Step 1 (SYN): The client requests a connection and communicates its initial sequence number. Step 2 (SYN+ACK): The server accepts the connection, communicates its initial sequence number, and acknowledges the client's sequence number. Step 3 (ACK): The client acknowledges the server's sequence number.

Through this process, both sides confirm each other's initial sequence numbers and intent to connect. With only 2 steps, the server would not know whether the client received the SYN+ACK.

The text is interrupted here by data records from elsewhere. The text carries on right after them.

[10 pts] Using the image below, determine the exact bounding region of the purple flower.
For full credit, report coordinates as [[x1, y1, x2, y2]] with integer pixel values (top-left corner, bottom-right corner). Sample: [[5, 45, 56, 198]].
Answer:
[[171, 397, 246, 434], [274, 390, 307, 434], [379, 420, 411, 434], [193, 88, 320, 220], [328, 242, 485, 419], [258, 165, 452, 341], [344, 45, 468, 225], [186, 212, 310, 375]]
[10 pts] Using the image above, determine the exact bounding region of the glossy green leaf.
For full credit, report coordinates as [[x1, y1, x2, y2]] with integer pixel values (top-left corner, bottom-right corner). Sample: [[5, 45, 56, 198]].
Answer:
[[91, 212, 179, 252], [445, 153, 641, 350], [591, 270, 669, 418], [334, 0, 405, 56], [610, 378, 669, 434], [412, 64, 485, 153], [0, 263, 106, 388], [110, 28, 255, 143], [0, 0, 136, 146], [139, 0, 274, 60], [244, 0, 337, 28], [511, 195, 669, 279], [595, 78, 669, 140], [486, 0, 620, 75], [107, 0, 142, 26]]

Q2. What is the difference between flow control and congestion control?
  • Flow control: Protects the receiver. Uses rwnd (receive window) to limit the sender's transmission rate so the receive buffer does not overflow.
  • Congestion control: Protects the network. Uses cwnd (congestion window) to limit the sender's transmission rate so the network does not become overloaded.

The actual transmission rate is determined by min(cwnd, rwnd).

Q3. In slow start, cwnd increases exponentially -- so why is it called "slow" start?

The name comes from the fact that the initial cwnd starts very small at 1 MSS. Protocols before TCP would immediately send data at the maximum allowed window size at the start of a connection, which caused network congestion. Slow start is "slow" in comparison because it starts from 1 MSS. Of course, since the growth is exponential, it actually increases rapidly.

Q4. Why does TCP Reno treat timeouts and 3 duplicate ACKs differently?

Three duplicate ACKs indicate that only a specific segment was lost, but segments after it are arriving. Since the network is still delivering some packets, the congestion is judged to be not severe, so cwnd is only halved (fast recovery).

In contrast, a timeout means no ACK is arriving at all, suggesting severe network congestion. Therefore, cwnd is reset to 1 MSS and slow start begins again from scratch.